Will these young men I met have to testify before any investigative commission? I was told by one of them that this would not be the case. In fact, Israel just announced that it will co-operate with the U.N.’s flotilla probe, and will appoint an Israeli representative to the panel. According to Prime Minister Netanyahu’s bureau, the establishment of the Turkel Commission had been necessary to prevent a situation in which a UN panel would question Israeli Defense Forces, including the young men standing before me.
Israel’s agreement to participate in a UN panel investigating IDF actions is a precedent and was made after Netanyahu came under a significant amount of international and domestic pressure. This will be the first time an Israeli representative will take part in a UN panel whose focus is Israel.
While the commissions of inquiry get under way, the task of these soldiers now is not to agonize or deliberate over every moment of what happened that day. They have to continue in their training. As one of them said, they must concentrate on new tasks.
I, of course, asked if I could I interview them, knowing that the answer would be in the negative. When I asked if I could photograph them they called over the senior of the group. Army policy is that they can’t be identified, which I knew. The young slender bearded soldier thought for a moment. He smiled. Yes I could-as long as I didn’t photograph their ‘fronts.” He laughed when I said, “ O.K., I‘ll photograph you from behind.” He gathered the junior men and smiling they turned their backs to me, and lined up outside of the men’s section of the synagogue, as I took the photo. Although I do not have a photo of their faces-I think I will remember them nonetheless. One of them asked where I was from and told me he had a friend originally from Winnipeg.

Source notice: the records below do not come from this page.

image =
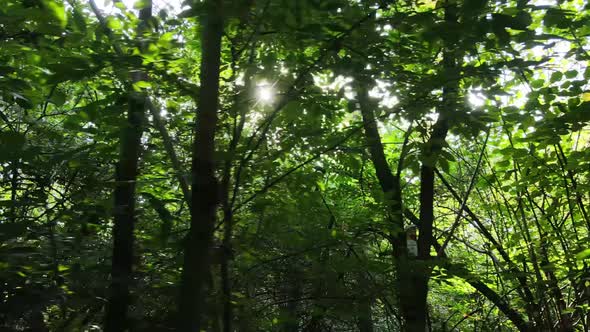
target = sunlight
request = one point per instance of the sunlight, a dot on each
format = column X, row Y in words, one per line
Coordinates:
column 173, row 7
column 265, row 93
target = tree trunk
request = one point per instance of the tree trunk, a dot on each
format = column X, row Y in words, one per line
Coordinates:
column 407, row 273
column 124, row 210
column 204, row 187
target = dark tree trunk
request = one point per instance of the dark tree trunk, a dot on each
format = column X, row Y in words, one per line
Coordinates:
column 204, row 187
column 124, row 210
column 409, row 276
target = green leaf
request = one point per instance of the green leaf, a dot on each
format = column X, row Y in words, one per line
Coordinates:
column 556, row 76
column 58, row 11
column 584, row 254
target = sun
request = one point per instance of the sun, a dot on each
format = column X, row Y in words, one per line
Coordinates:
column 265, row 93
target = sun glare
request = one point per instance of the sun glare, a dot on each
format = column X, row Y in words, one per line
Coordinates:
column 265, row 93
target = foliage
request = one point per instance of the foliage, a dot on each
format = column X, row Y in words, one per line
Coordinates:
column 304, row 238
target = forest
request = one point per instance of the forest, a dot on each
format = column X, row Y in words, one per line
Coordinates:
column 294, row 165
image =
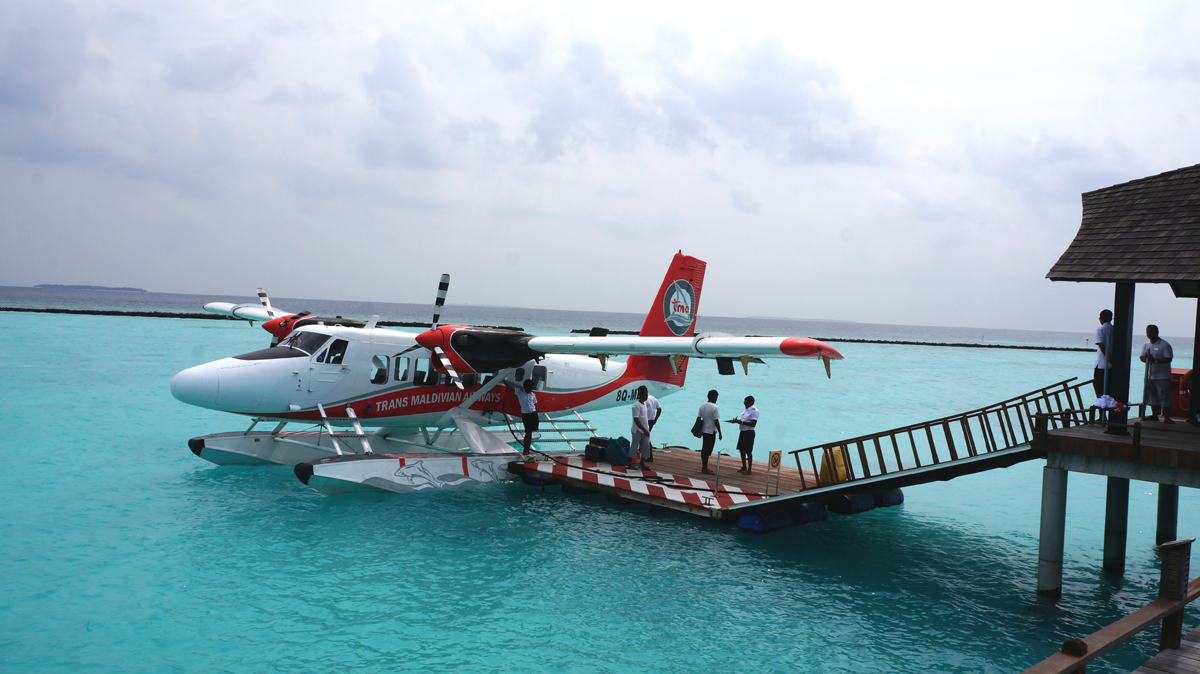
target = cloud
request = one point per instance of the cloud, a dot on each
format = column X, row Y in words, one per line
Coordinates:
column 214, row 68
column 42, row 50
column 773, row 102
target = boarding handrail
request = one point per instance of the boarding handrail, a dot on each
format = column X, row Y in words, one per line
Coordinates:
column 995, row 427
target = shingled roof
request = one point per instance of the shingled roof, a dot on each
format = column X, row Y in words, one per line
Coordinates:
column 1145, row 230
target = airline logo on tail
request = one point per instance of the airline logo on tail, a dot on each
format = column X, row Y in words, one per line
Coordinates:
column 678, row 306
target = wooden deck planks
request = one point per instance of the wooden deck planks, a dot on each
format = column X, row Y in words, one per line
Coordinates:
column 1175, row 445
column 682, row 461
column 1185, row 660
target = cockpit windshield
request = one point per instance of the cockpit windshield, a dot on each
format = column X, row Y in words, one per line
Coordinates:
column 307, row 342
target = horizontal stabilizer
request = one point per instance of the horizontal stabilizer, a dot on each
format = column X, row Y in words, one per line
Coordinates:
column 245, row 312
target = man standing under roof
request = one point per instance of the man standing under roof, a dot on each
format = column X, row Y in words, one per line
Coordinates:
column 528, row 401
column 747, row 423
column 1157, row 355
column 1103, row 338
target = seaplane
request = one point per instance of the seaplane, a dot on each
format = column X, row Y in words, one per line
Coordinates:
column 441, row 403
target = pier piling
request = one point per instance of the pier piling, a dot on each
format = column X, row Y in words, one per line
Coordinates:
column 1116, row 524
column 1054, row 529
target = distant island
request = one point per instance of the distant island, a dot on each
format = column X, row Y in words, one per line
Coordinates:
column 59, row 287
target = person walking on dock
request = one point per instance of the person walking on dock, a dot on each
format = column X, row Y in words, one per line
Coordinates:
column 641, row 431
column 711, row 429
column 653, row 411
column 747, row 423
column 528, row 401
column 1103, row 338
column 1157, row 355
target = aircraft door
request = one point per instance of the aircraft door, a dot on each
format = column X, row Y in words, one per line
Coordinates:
column 327, row 371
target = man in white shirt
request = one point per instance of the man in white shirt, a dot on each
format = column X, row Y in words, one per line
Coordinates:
column 653, row 411
column 711, row 429
column 528, row 401
column 1103, row 339
column 641, row 431
column 1157, row 355
column 747, row 423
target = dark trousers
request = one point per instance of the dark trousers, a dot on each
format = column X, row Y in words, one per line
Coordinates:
column 707, row 441
column 745, row 445
column 531, row 423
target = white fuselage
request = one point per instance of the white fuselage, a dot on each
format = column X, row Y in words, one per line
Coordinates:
column 385, row 378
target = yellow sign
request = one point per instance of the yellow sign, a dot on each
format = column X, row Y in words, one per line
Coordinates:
column 777, row 457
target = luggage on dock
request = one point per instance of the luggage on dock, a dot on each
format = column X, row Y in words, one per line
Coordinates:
column 597, row 449
column 834, row 467
column 617, row 452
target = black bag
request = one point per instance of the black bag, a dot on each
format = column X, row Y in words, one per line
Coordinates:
column 594, row 452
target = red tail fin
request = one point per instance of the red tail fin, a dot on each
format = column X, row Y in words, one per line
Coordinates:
column 672, row 314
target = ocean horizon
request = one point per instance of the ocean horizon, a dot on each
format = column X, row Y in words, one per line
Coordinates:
column 125, row 552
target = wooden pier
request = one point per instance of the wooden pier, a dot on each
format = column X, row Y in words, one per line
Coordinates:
column 993, row 437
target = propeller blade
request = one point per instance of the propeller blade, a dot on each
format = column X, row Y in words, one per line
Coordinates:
column 267, row 302
column 445, row 362
column 442, row 300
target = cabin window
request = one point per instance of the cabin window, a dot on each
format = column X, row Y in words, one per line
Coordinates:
column 307, row 342
column 379, row 369
column 425, row 374
column 337, row 351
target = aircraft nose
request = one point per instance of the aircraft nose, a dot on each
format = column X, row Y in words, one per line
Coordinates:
column 196, row 386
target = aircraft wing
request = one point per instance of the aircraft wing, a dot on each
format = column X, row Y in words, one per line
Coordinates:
column 246, row 312
column 700, row 347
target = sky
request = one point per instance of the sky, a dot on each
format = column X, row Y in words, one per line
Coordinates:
column 904, row 163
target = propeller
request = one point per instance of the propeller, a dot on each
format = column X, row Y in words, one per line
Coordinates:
column 267, row 302
column 443, row 286
column 270, row 312
column 443, row 359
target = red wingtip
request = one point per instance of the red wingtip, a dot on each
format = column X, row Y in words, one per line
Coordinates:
column 803, row 347
column 279, row 326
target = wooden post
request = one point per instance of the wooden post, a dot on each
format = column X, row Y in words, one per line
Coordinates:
column 1054, row 529
column 1116, row 524
column 1173, row 584
column 1119, row 355
column 1168, row 513
column 1194, row 411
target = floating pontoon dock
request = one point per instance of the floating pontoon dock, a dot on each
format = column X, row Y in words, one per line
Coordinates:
column 850, row 475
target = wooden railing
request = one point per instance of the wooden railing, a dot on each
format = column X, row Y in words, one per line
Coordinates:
column 999, row 426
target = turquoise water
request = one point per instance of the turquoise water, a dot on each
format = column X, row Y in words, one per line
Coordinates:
column 123, row 552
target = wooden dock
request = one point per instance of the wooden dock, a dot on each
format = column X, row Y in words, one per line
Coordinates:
column 676, row 481
column 1185, row 660
column 1149, row 450
column 847, row 475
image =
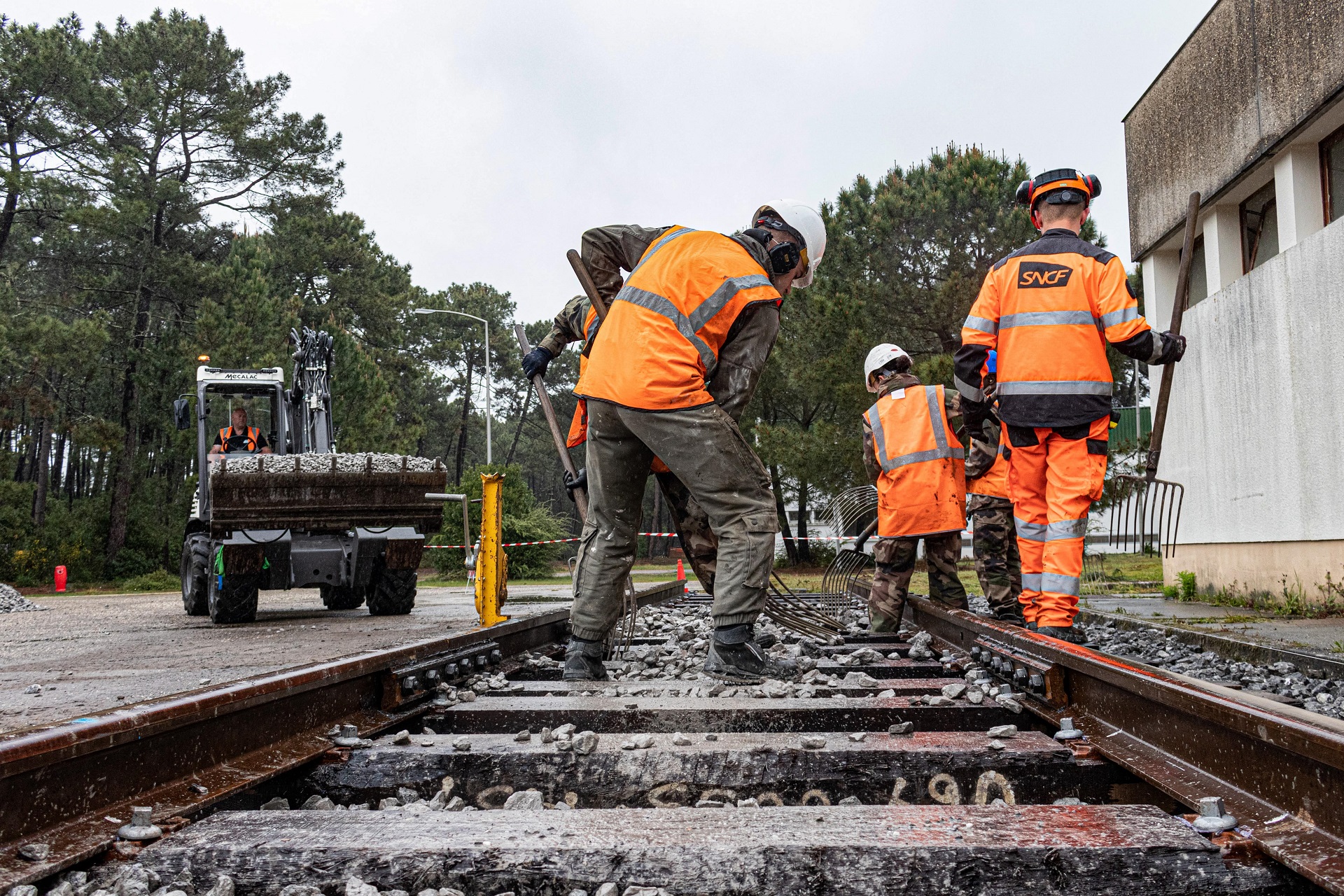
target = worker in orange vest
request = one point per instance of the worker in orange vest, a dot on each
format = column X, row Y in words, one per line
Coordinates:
column 918, row 465
column 990, row 512
column 694, row 300
column 238, row 437
column 1050, row 309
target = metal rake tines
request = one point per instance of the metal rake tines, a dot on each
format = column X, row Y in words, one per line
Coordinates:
column 1147, row 516
column 839, row 577
column 853, row 508
column 790, row 609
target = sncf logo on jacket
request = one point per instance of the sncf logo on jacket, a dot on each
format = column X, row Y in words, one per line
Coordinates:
column 1042, row 274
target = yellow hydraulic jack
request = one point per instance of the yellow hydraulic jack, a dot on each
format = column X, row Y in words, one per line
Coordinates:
column 491, row 561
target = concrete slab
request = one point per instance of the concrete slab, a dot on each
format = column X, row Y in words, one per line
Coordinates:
column 924, row 767
column 851, row 850
column 632, row 715
column 93, row 652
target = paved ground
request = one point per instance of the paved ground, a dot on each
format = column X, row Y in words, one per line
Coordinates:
column 1324, row 636
column 108, row 650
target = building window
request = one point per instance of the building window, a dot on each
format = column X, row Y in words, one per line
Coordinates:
column 1260, row 229
column 1332, row 175
column 1198, row 274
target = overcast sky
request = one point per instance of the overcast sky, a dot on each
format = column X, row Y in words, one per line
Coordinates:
column 482, row 139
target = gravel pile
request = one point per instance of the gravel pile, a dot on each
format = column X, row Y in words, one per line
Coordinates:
column 1167, row 652
column 323, row 463
column 14, row 602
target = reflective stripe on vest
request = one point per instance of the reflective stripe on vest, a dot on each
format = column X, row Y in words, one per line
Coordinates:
column 923, row 484
column 666, row 327
column 251, row 434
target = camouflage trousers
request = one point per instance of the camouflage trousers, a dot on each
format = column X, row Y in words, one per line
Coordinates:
column 895, row 559
column 997, row 562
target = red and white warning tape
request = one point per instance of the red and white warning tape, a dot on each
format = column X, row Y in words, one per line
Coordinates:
column 662, row 535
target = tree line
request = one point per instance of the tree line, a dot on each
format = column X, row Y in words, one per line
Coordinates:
column 159, row 204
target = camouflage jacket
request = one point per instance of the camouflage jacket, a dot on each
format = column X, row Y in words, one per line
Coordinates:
column 609, row 250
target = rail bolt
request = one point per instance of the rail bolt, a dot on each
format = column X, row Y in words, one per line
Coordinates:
column 1068, row 731
column 141, row 825
column 1212, row 817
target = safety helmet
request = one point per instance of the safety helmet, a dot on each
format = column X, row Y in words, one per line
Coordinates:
column 800, row 220
column 879, row 358
column 1059, row 187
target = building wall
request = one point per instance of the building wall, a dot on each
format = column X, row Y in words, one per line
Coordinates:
column 1249, row 77
column 1256, row 429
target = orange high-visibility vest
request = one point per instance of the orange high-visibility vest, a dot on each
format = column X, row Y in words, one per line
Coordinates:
column 995, row 481
column 252, row 433
column 660, row 342
column 923, row 488
column 1050, row 309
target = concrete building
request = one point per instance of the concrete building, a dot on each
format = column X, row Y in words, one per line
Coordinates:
column 1250, row 113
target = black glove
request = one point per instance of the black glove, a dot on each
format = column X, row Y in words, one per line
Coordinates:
column 974, row 413
column 537, row 362
column 1174, row 348
column 575, row 481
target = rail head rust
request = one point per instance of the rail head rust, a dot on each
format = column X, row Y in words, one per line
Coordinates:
column 54, row 782
column 1278, row 773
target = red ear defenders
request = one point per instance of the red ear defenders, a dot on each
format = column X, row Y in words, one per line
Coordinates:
column 1060, row 184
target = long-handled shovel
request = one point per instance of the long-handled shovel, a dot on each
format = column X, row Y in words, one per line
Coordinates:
column 1151, row 505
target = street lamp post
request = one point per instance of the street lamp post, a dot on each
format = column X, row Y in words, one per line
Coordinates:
column 489, row 383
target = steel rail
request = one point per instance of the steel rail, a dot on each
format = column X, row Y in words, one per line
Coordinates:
column 1280, row 770
column 71, row 783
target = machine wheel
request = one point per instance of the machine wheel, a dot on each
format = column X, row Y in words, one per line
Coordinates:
column 393, row 593
column 195, row 575
column 342, row 597
column 235, row 601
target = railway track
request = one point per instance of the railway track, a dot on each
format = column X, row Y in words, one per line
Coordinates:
column 881, row 777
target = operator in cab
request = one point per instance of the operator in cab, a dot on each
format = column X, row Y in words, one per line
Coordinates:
column 239, row 437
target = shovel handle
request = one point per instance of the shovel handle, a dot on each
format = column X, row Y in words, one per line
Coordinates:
column 1155, row 440
column 539, row 384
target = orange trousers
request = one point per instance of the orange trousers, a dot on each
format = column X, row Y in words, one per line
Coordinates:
column 1054, row 475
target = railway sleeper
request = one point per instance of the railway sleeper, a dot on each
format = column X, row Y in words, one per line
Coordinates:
column 848, row 850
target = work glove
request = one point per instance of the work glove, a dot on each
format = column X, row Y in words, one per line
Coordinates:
column 575, row 481
column 537, row 362
column 1174, row 348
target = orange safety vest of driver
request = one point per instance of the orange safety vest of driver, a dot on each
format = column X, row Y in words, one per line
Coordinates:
column 227, row 433
column 923, row 488
column 660, row 342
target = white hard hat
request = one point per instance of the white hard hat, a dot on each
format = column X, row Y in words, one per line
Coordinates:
column 879, row 358
column 806, row 222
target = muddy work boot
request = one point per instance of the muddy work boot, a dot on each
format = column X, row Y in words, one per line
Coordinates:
column 584, row 662
column 1066, row 633
column 737, row 659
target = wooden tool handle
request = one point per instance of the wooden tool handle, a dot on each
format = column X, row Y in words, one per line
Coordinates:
column 587, row 282
column 539, row 384
column 1187, row 255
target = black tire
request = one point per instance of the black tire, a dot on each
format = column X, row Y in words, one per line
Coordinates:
column 342, row 597
column 393, row 593
column 235, row 601
column 195, row 575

During the ceremony, these flotilla commandos sat in the front row. Some members of the audience came up to shake their hands. The crowd clapped when they were introduced. Netanya’s Mayor spoke favourably of them, saying their intention when they landed on the flotilla “was not to hurt anyone”, that they “acted morally”, that the Gaza flotilla “was a deliberate provocation”, that those on board the ship “planned to attack” them. She ended her remarks by noting that her husband when he served had been in the navy and wished these young soldiers a “Yasher Koach.”
When Nissim Sharify spoke he echoed similar sentiments. “You acted in accordance with international law,” he said to the soldiers, to applause. “No army is more moral than ours,” he continued. The United States isn’t one to point fingers at Israel, in light of its actions in Afghanistan, especially in the aftermath of all of the leaked documents about that war. “You fought against terrorists,” he said to the soldiers.
I watched as a shofar was blown by a younger member of the crowd and one of the flotilla soldiers came up to him and the two men hugged. They shook hands.
Avior, who has witnessed war in Afghanistan first hand, came up to one of them, held out her hand and said, “Thank you for defending our country.”
At the end of the ceremony the soldiers were each presented with a book of tehilim.
It is a very small country. And the navy’s soldiers who stormed that flotilla on that fateful day are no different than anyone else who is drafted into the I.D.F in Israel. To the audience at the ceremony, any one of them could have just as easily been the boy who lived next door, a cousin, a friend, a family member. They served their country. Undoubtedly, they never expected to have become the focus of the world’s attention, nor the subject of what may seem like endless investigation.